Friday, 3 March 2017

Where Has My Licence Gone?!

"Who removed my licence?"
"Probably Microsoft. Your 30-day grace period has likely expired..."

Hi All,

Recently one of my clients reported that some users lost their O365 licence. They were working yesterday and no longer could log on today - the licence was wiped. Completely. No prior notice.

What was going on?

I searched the audit log. I could see the admin re-assigning the licence so that the user can work, but no trace of its removal.

To cut it short, it ended up on Microsoft's laps. After a couple of weeks of log analysis and investigation, it turned out that following a hybrid mailbox on-boarding, the O365 licence failed to be applied to a small group of users. Even though unlicensed, they were able to connect and use their e-mail because they were in the 30-day grace period. Once the 30-day grace period ended, the mailbox has been disconnected

Why didn't I see an entry in the audit log? Simple: A licence removal event didn't occur because there was no licence to remove in the first place - remember, the license assignment failed. Going back as far as when the mailbox was migrated, we could see an audit log entry for the failed attempt assigning a licence. This can happen when scripting it, and it is easily missed, especially when you have lots of accounts.
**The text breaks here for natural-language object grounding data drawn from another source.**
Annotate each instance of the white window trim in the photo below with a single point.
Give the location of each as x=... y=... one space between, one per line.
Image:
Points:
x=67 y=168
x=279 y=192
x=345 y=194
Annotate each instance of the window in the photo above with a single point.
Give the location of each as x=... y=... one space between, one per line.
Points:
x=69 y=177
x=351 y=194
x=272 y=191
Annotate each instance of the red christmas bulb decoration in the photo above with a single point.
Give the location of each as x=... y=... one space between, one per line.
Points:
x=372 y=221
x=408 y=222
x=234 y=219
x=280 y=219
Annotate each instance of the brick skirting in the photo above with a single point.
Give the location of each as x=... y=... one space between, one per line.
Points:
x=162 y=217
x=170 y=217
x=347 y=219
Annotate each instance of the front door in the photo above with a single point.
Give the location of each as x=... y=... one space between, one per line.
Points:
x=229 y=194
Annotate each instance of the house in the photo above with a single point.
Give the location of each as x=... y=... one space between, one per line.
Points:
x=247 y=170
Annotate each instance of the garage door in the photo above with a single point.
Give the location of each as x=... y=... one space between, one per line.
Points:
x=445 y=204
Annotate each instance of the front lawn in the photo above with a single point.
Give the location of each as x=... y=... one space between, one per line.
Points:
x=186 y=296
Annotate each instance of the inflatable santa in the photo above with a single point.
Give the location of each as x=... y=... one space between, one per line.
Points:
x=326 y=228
While this resolved the mystery, it also revealed a couple of shortcomings of O365:

  • We couldn't tell from the O365 audit log entries what licences were assigned or removed from the user. Microsoft pointed out during the case that O365 and Azure maintain separate audit logs, and the Azure log is more detailed. Not so the O365 log. You can see the activity though and who actioned it. NOTE: It may take up to 12 hours for the action to appear in the log.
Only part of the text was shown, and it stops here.